Drug trafficking takes Central American forests as hostage

Drug trafficking in Central America may be directly affecting not only human lives, but also forests, as drug cartels illegally cut down trees to make secret roads and fake farms to support their operations.

Directly under risk are the ecologically important rainforests in Central America. This phenomenon is made worse when drug traffickers bribe officials to look the other way, while they acquire local land and then convert them into plantations and ranches as a cover for their money laundering and drug trafficking businesses.

A new policy paper published in the online journal Science , with Kendra McSweeney as lead author, reveals that in the Honduras alone, between 2007 and 2011, deforestation rates increased fourfold, and the spike coincided with reports of increased cocaine shipments within the country. Guatemala and Nicaragua have also been notable for having very high deforestation rates since 2000, and they are well-known for being embroiled in a battle against drug cartels for a long time.

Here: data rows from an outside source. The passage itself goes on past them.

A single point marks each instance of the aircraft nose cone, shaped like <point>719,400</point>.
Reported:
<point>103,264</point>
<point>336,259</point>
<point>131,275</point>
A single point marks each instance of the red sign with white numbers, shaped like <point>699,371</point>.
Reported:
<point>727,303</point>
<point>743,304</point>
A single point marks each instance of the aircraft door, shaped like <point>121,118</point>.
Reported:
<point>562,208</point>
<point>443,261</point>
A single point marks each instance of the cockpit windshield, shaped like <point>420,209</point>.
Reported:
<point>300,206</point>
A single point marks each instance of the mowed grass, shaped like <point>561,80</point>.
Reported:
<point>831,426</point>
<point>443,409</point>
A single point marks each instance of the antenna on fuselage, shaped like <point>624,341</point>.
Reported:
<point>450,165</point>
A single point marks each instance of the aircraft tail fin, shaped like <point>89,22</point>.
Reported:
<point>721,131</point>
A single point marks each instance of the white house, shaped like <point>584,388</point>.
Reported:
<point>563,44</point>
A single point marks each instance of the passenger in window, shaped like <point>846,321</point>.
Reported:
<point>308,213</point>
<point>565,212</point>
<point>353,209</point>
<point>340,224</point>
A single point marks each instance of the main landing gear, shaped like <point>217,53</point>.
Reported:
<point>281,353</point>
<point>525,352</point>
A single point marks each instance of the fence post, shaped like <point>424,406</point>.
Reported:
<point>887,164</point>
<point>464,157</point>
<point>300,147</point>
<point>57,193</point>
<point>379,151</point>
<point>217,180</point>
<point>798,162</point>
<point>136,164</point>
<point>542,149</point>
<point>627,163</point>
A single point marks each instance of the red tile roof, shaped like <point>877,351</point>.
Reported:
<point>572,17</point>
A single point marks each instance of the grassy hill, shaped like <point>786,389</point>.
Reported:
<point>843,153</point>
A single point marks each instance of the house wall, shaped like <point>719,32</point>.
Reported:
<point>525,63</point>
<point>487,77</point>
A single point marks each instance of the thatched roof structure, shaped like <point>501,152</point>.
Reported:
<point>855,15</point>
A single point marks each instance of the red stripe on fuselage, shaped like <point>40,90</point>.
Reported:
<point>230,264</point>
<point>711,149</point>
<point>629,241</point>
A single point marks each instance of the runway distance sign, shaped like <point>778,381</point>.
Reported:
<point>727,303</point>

The study was done on a grant from National Geographic. McSweeney told National Geographic that she "wondered who had the money and impunity to do that, and when we looked into it we found that the answer was narco-traffickers. The flow of drugs through the region resulted in ecological devastation."

However, McSweeney, who has been studying the Honduras for over 20 years, also said that the rapid deforestation in Latin America cannot be completely attributed to drug trafficking. She also factored in the impacts from the construction and usage of dams and roads, urban development encroaching into forest lands, the need to convert forests into farms, and the presence of illegal logging.

McSweeney did stress that drug trafficking was accelerating the clearing of important rainforests that are important for ecological sustainability. Thus, her research encourages scientists, specifically biologists and ecological workers, to rethink the idea that drug policy has nothing to do with science, and that winning the war on drugs may yield important benefits, ecology-wise.

Unfortunately, proving the connection between drug trafficking and deforestation is easier said than done, since drug money has largely hushed government officials. Nevertheless, governments see that a possible solution to this problem would be to decriminalize certain degrees of drug possession. Experiments in legalizing marijuana are ongoing in Colorado and Washington as well as Uruguay in South America. The Colombian government has already decriminalized possession of personal doses of drugs. How effective this will be in controlling both drug trafficking and deforestation, though, remains to be seen.